A wider suspension spreads out the center of weight, as do super singles, Knee said. “Replacing the standard duals with the new generation of super singles effectively moved out the center of where the weight was on either end by 3 inches,” Knee said. “That gives you a 6-inch wider area. We expected that.”
Some anomalies need further investigation, Knee said. For example, a truck equipped with duals coupled to a trailer equipped with singles and a wider slider suspension performed best in the evasive maneuver test. That may have something to do with driver feel from having dual tires on the tractor, Knee said.
Further tests are planned for tankers and flatbeds, Knee said.
The 38 finalists were chosen based on safety criteria measured by accident-free miles, driving record, moving violations and hours-of-service violations.
The contest is open to drivers who have logged more than 1 million miles and follow strict safety standards. The finalists represent 22 states and include three husband-and-wife driving teams.
Truckers News co-sponsors the Company Equipment Driver of the Year contest.
Overdrive and International Truck and Engine Co. co-sponsor the Independent Contractor of the Year contest.
The top five winners in both contests will receive numerous prizes, including cash, savings bonds, trucking supplies and gift cards donated by industry suppliers.
The Independent Contractor winner will get a new, fully loaded International tractor.
The finalists are now asked to provide more information for the final phase of the competition. The top three for both contests will be announced at the TCA 2006 Annual Convention at the Gaylord Palms Resort in Florida, March 12-15.
Company Driver of the Year Contest finalists:
· Eric Bauman, Grand Island Express
· Steven Bradford, Contract Freighters
· Brett Campbell, O&S Trucking
· Jay Coker, FFE Transportation
· Dora Colvin, Contract Freighters
· James Conner, Team Transport
· Bobby Downes, O&S Trucking
· Roger Elliott, Sherman Brothers Trucking
· Dale Henderson, Marten Transport
· Fred Howard, Arnold Transportation Services
· Ricky Howell, Summitt Trucking
· Kenneth Luther, Sherman Brothers Trucking
· Barry Nauman, Marten Transport
· Tim Setterlund, Marten Transport
· Ruppert Stevens, Epes Transport System
· Edward Teuscher, Team Transport
· Robert White, Hogan Transports
· Zimri Zirkle, Jet Express
Independent Contractor of the Year Contest finalists:
· Daniel Beber, Warren Transport
· Albert Beck, Dart Transit
· Constance Beyer, Midwest Coast Transport
· Lanny Beyer, Midwest Coast Transport
· Alvin Courte, Contract Freighters
· Dennis Grills, Sherman Brothers Trucking
· Mark Hohensee, O&S Trucking
· Elizabeth Jordan, Christenson Transportation
· Paul Jordan, Christenson Transportation
· Debra Jurashen, Landstar System
· Robert Jurashen, Landstar System
· Theodore Kasparie, Sammons Trucking
· James Lyle, Dart Transit
· Robert McCray, Warren Transport
· Stacy Moran, Contract Freighters
· Steven Recker, Warren Transport
· Artie Reid, Dart Transit
· Henry Shriver, Smithway Motor Xpress
· Paul Stallibrass, Contract Freighters
· Bridget Stanton, Pottle’s Transportation
· Ronald Warner, Davis Transport
· Carter Williams, National Carriers,
· Dean Winkcompleck, Ace Doran Hauling and Rigging
Parade Article Less Controversial Than Feared
Parade magazine ran its third truck-safety article in nine years Oct. 30. Written by Bernard Gavzer, the short article headlined “Do Trucks Make You Nervous?” was not the assault the industry had feared. The cover headline, in fact, was “Stay Safe Around Trucks.”

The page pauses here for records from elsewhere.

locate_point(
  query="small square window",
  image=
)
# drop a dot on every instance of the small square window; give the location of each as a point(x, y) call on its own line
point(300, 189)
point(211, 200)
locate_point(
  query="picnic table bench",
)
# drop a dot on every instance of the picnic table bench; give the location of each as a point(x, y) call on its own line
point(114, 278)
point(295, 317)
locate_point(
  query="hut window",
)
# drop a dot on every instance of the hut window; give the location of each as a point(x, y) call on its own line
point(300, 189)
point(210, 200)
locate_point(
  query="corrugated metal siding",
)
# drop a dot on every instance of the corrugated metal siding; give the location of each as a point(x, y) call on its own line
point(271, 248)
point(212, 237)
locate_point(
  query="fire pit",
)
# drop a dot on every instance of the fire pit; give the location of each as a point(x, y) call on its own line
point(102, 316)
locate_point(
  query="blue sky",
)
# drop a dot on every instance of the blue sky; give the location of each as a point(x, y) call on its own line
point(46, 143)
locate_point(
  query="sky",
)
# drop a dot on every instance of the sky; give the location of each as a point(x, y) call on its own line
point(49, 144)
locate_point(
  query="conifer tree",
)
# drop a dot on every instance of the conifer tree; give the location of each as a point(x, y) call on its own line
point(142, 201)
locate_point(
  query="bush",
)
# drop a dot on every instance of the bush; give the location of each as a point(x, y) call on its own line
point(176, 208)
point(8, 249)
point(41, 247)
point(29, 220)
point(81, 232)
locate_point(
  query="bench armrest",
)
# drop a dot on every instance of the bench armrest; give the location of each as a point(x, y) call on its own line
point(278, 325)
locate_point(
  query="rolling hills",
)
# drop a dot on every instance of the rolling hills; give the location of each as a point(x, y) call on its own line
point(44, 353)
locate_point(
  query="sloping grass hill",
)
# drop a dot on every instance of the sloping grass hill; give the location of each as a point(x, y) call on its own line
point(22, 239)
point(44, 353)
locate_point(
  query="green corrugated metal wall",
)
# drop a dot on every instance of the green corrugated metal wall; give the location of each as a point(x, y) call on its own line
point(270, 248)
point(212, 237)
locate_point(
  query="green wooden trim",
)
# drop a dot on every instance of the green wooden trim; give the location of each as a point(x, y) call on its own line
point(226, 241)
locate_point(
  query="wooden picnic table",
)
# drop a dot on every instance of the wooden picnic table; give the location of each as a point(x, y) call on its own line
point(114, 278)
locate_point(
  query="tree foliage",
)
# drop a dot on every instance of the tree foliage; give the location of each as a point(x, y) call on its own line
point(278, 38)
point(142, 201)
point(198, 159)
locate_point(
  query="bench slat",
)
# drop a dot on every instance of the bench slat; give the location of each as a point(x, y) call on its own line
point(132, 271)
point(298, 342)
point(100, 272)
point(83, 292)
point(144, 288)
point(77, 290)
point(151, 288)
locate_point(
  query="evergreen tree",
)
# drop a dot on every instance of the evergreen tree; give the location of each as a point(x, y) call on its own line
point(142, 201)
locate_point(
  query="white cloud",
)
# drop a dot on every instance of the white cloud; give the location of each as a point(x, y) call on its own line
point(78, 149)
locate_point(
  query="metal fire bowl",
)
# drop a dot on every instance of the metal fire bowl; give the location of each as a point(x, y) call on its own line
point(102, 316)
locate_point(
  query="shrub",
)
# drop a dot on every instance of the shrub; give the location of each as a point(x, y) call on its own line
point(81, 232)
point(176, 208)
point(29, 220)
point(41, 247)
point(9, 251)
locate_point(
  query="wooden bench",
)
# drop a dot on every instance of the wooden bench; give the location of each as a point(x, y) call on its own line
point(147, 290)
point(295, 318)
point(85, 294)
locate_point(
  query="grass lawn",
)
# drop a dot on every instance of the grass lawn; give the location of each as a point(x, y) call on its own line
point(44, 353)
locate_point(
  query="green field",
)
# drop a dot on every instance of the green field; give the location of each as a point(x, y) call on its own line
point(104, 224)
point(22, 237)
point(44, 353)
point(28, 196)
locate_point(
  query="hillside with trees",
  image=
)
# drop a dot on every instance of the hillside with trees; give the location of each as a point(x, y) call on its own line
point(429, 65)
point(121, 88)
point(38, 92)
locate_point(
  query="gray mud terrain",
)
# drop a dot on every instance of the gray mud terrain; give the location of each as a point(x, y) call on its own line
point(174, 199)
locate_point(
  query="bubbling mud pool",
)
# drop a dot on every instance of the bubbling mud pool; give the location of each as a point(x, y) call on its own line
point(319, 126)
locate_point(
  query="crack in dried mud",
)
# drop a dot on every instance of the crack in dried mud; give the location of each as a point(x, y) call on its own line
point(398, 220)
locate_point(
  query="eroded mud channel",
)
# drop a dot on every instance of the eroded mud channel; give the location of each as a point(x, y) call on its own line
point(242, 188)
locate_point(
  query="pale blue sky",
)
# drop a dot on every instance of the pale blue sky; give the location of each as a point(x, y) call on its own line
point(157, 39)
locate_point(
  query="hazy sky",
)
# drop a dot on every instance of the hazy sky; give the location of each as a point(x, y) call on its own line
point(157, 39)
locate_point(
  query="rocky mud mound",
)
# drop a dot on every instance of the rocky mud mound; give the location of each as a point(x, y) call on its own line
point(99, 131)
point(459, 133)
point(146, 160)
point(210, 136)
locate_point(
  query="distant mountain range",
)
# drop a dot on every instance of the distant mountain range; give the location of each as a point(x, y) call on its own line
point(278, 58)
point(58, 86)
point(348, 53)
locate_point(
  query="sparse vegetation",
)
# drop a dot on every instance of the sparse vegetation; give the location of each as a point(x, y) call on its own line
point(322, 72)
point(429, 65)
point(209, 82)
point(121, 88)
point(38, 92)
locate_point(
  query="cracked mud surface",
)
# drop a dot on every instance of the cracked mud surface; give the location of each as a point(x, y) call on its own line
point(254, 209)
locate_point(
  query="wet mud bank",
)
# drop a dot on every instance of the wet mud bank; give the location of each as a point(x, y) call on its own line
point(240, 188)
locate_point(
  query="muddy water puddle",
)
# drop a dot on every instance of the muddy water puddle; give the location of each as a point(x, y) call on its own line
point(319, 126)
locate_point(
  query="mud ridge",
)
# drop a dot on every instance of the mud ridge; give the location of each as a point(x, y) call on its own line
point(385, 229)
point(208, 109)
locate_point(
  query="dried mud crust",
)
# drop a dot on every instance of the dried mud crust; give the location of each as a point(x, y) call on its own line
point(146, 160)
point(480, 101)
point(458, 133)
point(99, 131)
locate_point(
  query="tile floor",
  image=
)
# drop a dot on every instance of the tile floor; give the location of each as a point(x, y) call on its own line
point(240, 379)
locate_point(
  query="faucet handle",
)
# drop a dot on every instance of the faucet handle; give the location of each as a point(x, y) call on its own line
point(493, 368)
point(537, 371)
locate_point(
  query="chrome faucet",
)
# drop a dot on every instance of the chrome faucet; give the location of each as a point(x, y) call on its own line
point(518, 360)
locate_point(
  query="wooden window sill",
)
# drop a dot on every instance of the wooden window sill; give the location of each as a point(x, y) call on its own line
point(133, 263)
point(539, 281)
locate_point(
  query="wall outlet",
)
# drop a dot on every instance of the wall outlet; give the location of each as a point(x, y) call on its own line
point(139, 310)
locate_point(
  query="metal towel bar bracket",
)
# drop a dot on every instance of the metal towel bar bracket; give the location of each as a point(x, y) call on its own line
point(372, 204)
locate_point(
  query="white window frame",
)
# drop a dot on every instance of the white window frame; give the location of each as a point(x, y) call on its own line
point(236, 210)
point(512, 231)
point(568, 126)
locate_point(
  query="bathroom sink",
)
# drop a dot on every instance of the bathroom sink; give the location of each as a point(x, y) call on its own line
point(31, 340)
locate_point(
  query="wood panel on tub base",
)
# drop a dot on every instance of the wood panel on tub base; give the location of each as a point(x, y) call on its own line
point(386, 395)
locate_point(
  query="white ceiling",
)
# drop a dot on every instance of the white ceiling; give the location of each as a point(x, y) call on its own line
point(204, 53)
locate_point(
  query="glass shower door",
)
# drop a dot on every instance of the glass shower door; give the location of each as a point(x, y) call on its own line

While the article was quick to point out that the 2003 hour-of-service rules allowed truckers to drive as many as 60 hours in a seven-day period and claimed that tired truckers are a major safety issue on the road, the article also noted that fatalities and injuries from crashes involving commercial trucks have not increased significantly in the past nine years.
The article made no mention of how many of those crashes were the big rig drivers’ fault.
American Trucking Associations’ spokesman Mike Russell, who was quoted in the article, said after its publication that it painted a fair picture of the industry.
“For the first time, thanks in large part to the efforts of the trucking industry and professional truck drivers, they seemed to make an effort to include the straight scoop on trucking safety, pretty much disproving the usual unsubstantiated charges from the usual truck bashers,” Russell said. “While there were some comments that could be challenged, overall, Parade gave the industry a pretty fair shake.”
“Motorists have a responsibility,” the article noted, “to be aware of their own fatigue, not to drive while intoxicated, to avoid risky driving and to know what precautions to take when driving in the vicinity of a large truck.” An illustration headlined “How To Share The Road” showed four-wheelers how to pass a truck, how far to stay behind a truck, and how to avoid the large blind spot on the truck’s right side.
Diesel Prices Continue to Drop
The national average retail price of a gallon of diesel fell another 3 cents for the week ending Nov. 28, to $2.479. That’s 36 cents more than in the same week of 2004, but a far cry from the $3-plus record prices of October. The biggest drop, 6 cents, was in the Rockies; the smallest, a penny, in the Central Atlantic states.
The U.S. plaza at the Peace Bridge connecting Buffalo, N.Y., and Fort Erie, Ontario, has been upgraded and is now processing truck traffic more efficiently. The $4.3 million improvement project sped up truck traffic from opening day Nov. 8, said David Bradley, Canadian Trucking Association chief executive officer. The U.S. plaza has three new truck inspection lanes and three new motorist inspection booths, as well as a reconfigured traffic pattern.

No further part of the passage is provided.